I'd think they'd need some sort of reinforcement across the grain on the bottom if what I'm seeing in my head is how they were built. My son loves wide pine scrap in my shop because it is so easy to split with the grain so he can play kung fu master......

Reactions: Funny 1


----------



## MikeMD (Aug 14, 2015)

My quick guess would be related to how the seats are affixed tot he chairs. If they are simply screwed or glued down (with no provisions for movement) this is a recipe for cracking. Think of it this way, the frame of the chair isn't going to expand and contract...it is a square frame. But the seat is a solid piece of wood that stretches over a foot. Wood can expand and contract up to 1/8 - 1/4" per foot across the grain (until it finds its settling point) depending on humidity and temperature. So, if the wood is trying to shrink, bu the frame won't...either the wood will split or the screws will snap. Sumthin's gotta give.

The solution, if the seats are just screwed down, is to make the oblong pilot holes that the screws are going through in the corner blocks. This will allow for the screws to move in the blocks with the movement of the wood (seats). 

Hope that helps. Moreover, I hope I'm accurate in my assumption of the chair's construction.

Reactions: Informative 1


----------



## Aurora North (Aug 14, 2015)

Damn phone auto correct and lag! Gave me a good laugh though after a painfully long day.


----------



## Aurora North (Aug 14, 2015)




----------



## Aurora North (Aug 14, 2015)

Alright guys, 

he shot me the pics today, but I had to wait to get home and upload; so here they are.

During lunch I was starting to research chair making and more specifically the seat construction. Fastest 30 minutes of a 12 1/2 hr day... So I didn't get very far, but I'll keep trying to dig up info while also taking into account everyone's insight. Which by the way, thank you all so much. 

Anyway, as you can see that plate allows for no movement at all. He gave me a call today and told me they returned the pine and switched to poplar. Again, wouldn't be my choice as a seat material considering wear and tear, but it's their call and their budget. When I saw these I was surprised at the screw... I honestly thought it was a smooth bore swivel of some sort.


----------



## Brink (Aug 14, 2015)

If someone sat and spun their seat, it could unscrew and fall out?

Reactions: +Karma 1


----------



## Mike1950 (Aug 14, 2015)

Brink said:


> If someone sat and spun their seat, it could unscrew and fall out?
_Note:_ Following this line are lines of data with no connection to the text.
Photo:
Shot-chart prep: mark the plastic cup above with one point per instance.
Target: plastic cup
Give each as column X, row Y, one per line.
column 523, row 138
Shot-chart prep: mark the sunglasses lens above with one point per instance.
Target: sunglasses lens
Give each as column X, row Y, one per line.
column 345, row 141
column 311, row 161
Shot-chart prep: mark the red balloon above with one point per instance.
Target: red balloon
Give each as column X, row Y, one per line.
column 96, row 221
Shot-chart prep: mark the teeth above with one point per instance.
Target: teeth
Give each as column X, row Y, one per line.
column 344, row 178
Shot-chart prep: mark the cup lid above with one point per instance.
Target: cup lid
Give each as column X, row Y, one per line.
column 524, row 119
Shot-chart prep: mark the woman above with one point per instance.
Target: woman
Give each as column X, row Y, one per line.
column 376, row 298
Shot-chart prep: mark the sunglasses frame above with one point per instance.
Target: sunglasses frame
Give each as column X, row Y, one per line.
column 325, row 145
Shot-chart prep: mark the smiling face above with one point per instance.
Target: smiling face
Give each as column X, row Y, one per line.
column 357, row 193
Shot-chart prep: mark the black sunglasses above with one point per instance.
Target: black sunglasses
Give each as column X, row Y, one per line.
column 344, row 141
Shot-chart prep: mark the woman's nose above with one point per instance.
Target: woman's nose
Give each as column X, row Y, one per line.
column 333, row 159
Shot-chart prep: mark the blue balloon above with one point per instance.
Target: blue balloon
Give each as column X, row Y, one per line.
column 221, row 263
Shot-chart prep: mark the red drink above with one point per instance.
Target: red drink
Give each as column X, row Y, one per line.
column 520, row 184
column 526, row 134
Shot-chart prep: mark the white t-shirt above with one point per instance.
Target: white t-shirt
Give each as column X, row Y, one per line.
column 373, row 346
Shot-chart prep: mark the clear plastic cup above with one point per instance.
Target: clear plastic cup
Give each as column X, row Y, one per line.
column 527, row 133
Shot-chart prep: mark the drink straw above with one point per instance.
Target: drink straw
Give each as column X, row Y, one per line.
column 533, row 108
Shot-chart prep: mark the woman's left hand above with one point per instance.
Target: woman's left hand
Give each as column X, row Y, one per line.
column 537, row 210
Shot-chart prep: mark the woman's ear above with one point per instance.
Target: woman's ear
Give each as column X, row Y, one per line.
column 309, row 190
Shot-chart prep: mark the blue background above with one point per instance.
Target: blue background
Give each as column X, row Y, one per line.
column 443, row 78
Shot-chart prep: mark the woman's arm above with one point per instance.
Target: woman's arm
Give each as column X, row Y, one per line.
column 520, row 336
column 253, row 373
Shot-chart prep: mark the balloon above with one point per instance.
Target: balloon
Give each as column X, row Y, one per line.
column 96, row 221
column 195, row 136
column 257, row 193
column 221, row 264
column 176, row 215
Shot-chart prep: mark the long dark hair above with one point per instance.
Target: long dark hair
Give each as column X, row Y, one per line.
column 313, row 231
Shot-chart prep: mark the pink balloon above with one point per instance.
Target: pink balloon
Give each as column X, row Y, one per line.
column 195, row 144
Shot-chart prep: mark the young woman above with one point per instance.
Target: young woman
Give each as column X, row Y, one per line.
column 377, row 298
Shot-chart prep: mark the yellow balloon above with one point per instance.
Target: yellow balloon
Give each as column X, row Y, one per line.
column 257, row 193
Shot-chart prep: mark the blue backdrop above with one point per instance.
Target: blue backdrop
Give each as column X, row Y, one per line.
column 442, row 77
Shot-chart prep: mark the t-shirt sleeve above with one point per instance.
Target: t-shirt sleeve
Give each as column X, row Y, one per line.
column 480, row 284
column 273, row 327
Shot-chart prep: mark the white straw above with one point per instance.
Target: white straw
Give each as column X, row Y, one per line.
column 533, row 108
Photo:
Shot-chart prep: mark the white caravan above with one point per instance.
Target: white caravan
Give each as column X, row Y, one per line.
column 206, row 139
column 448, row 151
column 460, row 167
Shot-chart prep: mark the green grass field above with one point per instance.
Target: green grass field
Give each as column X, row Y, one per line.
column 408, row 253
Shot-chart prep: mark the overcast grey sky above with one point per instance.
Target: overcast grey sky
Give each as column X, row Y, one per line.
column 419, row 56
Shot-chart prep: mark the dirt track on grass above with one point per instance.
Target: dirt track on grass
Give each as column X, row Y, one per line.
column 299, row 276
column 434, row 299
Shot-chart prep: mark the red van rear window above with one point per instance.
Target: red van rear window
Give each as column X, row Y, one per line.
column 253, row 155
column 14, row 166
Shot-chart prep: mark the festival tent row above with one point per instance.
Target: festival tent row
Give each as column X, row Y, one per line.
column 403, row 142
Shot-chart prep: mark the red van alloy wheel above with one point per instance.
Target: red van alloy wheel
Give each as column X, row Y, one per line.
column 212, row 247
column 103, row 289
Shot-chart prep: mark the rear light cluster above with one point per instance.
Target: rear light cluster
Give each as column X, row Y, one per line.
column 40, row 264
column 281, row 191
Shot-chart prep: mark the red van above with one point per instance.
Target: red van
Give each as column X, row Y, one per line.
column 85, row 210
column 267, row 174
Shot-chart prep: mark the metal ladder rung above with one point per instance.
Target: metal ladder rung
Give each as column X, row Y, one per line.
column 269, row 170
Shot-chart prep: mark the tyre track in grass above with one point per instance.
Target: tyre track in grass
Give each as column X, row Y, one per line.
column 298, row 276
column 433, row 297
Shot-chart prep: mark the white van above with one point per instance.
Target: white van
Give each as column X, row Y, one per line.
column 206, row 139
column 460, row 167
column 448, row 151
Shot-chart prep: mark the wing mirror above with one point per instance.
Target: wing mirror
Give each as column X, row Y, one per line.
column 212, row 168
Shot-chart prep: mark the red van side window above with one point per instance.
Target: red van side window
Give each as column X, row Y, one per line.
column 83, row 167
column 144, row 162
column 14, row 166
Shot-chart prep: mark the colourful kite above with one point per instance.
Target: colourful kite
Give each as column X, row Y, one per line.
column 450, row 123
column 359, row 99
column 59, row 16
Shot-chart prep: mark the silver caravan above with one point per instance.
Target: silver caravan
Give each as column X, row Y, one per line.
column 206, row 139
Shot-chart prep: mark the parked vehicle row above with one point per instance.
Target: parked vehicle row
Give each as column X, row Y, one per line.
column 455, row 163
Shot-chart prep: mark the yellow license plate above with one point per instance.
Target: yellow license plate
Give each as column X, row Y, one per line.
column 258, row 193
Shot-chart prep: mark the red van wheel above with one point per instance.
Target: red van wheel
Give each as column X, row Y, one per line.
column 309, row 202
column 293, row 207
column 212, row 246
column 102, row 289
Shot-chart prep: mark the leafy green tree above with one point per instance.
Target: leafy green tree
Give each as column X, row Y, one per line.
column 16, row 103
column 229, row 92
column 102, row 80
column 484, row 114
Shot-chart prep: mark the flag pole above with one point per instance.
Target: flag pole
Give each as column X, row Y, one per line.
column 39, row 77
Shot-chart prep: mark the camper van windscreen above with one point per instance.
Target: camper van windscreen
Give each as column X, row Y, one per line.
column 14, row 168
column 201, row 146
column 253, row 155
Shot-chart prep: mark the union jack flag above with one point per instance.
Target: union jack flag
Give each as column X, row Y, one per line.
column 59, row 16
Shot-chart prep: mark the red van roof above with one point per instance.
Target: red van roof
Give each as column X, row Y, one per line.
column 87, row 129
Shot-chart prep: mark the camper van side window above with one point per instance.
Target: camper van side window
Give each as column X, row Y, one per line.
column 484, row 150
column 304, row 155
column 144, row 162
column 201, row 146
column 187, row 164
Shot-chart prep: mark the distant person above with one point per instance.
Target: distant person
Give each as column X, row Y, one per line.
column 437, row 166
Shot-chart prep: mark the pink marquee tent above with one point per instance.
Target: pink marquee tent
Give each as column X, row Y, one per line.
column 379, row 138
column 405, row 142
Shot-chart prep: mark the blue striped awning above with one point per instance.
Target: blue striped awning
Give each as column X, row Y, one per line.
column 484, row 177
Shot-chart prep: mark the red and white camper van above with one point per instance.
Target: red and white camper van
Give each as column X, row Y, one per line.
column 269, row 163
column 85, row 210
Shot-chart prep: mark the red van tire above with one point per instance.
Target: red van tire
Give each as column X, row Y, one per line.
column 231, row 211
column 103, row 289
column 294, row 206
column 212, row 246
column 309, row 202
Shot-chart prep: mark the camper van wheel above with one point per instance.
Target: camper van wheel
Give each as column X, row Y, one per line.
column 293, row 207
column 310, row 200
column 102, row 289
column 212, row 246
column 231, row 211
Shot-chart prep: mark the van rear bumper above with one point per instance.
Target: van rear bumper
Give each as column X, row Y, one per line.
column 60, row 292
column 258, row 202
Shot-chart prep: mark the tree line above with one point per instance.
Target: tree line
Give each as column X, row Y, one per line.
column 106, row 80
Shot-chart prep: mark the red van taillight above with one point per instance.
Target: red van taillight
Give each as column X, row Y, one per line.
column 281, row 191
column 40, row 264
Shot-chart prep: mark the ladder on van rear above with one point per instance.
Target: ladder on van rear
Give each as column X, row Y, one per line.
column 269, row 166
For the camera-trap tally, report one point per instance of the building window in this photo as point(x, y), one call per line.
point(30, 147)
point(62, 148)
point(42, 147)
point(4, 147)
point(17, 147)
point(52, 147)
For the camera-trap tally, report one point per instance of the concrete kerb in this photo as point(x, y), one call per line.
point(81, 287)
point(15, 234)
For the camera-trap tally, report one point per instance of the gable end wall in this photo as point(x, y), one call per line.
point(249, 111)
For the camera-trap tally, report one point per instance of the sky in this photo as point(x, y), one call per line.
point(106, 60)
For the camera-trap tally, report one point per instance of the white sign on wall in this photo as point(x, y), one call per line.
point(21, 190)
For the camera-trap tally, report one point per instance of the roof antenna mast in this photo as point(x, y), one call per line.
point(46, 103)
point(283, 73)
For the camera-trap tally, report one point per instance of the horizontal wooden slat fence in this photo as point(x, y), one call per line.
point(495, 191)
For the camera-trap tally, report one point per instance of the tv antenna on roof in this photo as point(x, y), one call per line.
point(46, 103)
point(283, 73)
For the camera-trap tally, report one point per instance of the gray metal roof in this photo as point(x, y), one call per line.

hell drunks would never do that!!!

Reactions: Funny 1


----------



## DKMD (Aug 14, 2015)

Looks like a fair bit of overhang between the front edge of the plate and the front of the seat... Especially given the grain is running side to side in the seat. Turning the seats 90 degrees( to make the grain run front to back), increasing the thickness to 6/4, and making the holes in the plate oversized would probably go a long way toward fixing the cracking. 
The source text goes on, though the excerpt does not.